Hacker News new | ask | show | jobs
by Aurornis 855 days ago
Are you really asking why companies take risks on new projects that might not work out? Or expecting that companies can perfectly predict which projects will succeed?

Look at it this way: What if the developers were only paid after the product broke even and starts "delivering value". You think you're going to get a lot of developers signing up to work on a new project that might only pay them if they stick with it for a few years and it succeeds due to reasons that include things out of their control (like sales cycles, market moves, etc.)?

2 comments

Replace "delivered value" with "expected delivered value" and the argument goes through mutatis mutandis. Of course there are uncertainties in the value of unrealized work, but the company is paying because they think the expected value of the work is higher than what they are paying in wages.
So if the developer makes a mistake that lowers the delivered value, who pays? E.g. slower than promised development, things that were promised don't work at all or cost more for less results, etc.
Seems to me you've missed the point of the "expected value" part, throwaway.
Did I? So developers should be paid the expected value even if they do not deliver, is that what you're saying?
The chance that they won't deliver factors into the initial expectation and is reflected in the hiring and salary decision. You can evaluate this chance both globally and for an individual by considering their interview, past experience, recommendations. Presumably if a developer is routinely not doing their work, the employer will revise their expectation downward, and ultimately stop employing that developer if they are a net negative. I see no problem here beyond the inherent uncertainty that comes with working in a complex world where your knowledge is incomplete.
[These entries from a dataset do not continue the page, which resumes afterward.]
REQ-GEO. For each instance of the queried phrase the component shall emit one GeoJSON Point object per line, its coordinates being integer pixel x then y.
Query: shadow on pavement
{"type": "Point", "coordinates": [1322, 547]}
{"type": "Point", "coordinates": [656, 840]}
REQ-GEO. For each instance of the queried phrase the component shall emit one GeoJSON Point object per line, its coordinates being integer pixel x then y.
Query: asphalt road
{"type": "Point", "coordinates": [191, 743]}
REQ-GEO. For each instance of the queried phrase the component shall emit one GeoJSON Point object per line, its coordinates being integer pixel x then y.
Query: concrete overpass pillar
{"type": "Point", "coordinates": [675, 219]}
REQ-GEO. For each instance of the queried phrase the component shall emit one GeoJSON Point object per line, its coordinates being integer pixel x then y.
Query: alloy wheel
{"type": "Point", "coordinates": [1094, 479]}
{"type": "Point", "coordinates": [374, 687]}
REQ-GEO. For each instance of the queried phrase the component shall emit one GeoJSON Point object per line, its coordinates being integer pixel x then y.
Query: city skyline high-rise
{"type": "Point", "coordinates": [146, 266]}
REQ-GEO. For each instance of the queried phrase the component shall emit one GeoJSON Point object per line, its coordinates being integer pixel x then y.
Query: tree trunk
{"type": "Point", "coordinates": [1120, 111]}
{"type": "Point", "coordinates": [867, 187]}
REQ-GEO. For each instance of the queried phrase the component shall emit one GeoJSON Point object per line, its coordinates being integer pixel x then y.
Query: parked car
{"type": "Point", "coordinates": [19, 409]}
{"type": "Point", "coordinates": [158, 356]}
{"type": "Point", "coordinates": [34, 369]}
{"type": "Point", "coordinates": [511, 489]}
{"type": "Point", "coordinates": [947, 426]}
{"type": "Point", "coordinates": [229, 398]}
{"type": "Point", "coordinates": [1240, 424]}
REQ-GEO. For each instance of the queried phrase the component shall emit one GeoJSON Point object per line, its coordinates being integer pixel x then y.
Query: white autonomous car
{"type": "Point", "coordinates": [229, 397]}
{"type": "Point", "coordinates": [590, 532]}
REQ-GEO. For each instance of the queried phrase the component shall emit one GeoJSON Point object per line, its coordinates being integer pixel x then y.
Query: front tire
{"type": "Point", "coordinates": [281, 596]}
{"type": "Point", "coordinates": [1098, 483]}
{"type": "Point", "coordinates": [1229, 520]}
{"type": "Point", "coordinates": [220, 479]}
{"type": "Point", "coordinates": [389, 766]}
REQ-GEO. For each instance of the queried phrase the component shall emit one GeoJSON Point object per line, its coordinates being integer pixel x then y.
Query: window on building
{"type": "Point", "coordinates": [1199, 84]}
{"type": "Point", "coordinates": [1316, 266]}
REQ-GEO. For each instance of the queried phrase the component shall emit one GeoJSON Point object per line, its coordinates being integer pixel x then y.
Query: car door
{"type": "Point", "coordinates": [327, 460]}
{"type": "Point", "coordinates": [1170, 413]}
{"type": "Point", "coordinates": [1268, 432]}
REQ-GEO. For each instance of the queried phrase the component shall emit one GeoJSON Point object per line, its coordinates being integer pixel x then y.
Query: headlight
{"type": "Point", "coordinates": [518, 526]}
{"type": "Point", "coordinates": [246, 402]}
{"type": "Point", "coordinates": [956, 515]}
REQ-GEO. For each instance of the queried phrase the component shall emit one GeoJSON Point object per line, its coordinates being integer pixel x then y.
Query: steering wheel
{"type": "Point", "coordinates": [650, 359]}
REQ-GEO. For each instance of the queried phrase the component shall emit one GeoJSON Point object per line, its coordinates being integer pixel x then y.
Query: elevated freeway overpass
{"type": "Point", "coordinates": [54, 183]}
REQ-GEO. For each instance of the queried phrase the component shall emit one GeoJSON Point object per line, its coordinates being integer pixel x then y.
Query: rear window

(edit to add: well, no problem except capitalism, but that's a story for another time)

> Are you really asking why companies take risks on new projects that might not work out? Or expecting that companies can perfectly predict which projects will succeed?

Uncertainty is fine; is mean that if the expected value[0] is below zero it's a terrible idea to do it.

> Look at it this way: What if the developers were only paid after the product broke even and starts "delivering value". You think you're going to get a lot of developers signing up to work on a new project that might only pay them if they stick with it for a few years and it succeeds due to reasons that include things out of their control (like sales cycles, market moves, etc.)?

Empirically yes; what you've described is close enough startup employees with low cash and high stock payments.